Repository files navigation

Customer Support Data Generator

1. Overview

This application generates realistic synthetic customer support data for demo analytics and testing purposes. It creates a comprehensive dataset that simulates a customer support operation for an audio equipment company, including support tickets, customer interactions, agent performance data, and communication channel metrics.

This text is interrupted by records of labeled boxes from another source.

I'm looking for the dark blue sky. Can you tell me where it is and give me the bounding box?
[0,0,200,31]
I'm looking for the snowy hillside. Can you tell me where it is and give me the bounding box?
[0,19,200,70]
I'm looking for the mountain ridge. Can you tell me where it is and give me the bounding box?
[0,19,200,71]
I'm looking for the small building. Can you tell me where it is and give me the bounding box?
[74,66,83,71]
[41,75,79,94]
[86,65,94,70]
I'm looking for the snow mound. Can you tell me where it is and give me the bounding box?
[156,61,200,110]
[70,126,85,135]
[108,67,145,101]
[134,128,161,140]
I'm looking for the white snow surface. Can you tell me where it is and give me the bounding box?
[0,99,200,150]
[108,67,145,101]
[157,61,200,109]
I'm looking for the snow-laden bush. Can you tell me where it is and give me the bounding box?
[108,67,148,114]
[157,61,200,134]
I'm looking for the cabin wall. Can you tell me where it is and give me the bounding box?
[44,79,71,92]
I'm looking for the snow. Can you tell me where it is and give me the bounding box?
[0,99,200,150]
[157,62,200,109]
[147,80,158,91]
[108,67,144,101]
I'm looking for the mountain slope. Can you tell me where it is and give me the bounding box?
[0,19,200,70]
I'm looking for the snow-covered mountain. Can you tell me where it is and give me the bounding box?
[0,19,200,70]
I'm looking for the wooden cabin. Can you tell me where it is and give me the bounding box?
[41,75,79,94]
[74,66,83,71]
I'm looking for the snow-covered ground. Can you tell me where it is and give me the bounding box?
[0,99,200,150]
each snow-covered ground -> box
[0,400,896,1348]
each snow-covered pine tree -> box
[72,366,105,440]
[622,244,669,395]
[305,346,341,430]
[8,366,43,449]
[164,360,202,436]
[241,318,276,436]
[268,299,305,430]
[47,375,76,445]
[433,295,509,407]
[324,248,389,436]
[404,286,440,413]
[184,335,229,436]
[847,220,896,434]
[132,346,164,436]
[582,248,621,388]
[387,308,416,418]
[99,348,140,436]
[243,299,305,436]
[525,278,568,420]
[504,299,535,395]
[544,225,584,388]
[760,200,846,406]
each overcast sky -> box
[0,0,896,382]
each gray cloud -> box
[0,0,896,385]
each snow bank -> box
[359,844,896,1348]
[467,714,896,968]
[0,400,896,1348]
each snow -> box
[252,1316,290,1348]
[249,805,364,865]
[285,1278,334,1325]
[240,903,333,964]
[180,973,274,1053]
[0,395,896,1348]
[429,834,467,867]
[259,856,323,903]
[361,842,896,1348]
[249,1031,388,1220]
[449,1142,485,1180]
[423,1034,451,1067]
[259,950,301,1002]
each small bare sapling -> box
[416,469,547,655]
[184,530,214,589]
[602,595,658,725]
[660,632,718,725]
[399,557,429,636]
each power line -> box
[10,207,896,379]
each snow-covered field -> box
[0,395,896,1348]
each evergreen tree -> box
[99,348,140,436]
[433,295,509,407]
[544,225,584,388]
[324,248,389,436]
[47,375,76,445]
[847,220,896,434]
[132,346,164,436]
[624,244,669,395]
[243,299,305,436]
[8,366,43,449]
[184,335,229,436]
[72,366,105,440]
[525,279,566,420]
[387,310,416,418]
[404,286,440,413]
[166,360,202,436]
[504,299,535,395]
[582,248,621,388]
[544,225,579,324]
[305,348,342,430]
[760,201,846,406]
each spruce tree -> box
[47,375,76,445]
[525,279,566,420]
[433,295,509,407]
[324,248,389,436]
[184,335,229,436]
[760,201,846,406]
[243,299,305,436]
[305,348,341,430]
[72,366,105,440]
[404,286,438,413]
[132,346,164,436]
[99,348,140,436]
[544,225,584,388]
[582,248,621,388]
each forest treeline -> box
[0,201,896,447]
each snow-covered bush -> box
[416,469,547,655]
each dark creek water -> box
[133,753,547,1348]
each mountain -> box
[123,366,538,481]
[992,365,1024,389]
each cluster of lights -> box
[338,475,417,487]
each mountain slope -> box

The generator produces statistically realistic data with configurable business rules, ensuring that relationships between entities (customers, tickets, interactions) follow real-world patterns. This makes it ideal for:

  • Testing and demo customer support analytics dashboards
  • Training machine learning models on support data
  • Demonstrating customer service KPIs and metrics
  • Creating sample datasets for business intelligence tools

2. Output Structure

The application generates 6 CSV files in the exports/ folder:

2.1 Users Table (users_table.csv)

Contains support agent information.

Columns:

  • id: Unique agent identifier
  • full_name: Agent's full name
  • first_name: Agent's first name
  • last_name: Agent's last name
  • fte: Full-time equivalent (0.75 or 1.0)
  • position: Job position (always "support_agent")
  • start_date: Agent start date (YYYY-MM-DD)
  • status: Employment status (always "active")
  • hourly_rate_eur: Hourly rate in EUR

2.2 WFM Tabe (wfm_table.csv)

Contains agents specific working time metrics

Columns:

  • date: calendar date within agent's working period
  • user_id: unique agent identifier
  • paid_time: paid time based on the number of FTEs of each agent (in minutes)
  • scheduled_time: scheduled work time (in minutes)
  • available_time: time of agent being actually available to work (scheduled time - breaks - non presence) (in minutes)
  • interactions_time: time spend on interactions with customer and post-work (in minutes)
  • productive_time: interactions time + other productive activities (meetings, training, admin work)

2.3 Customers Table (customers_table.csv)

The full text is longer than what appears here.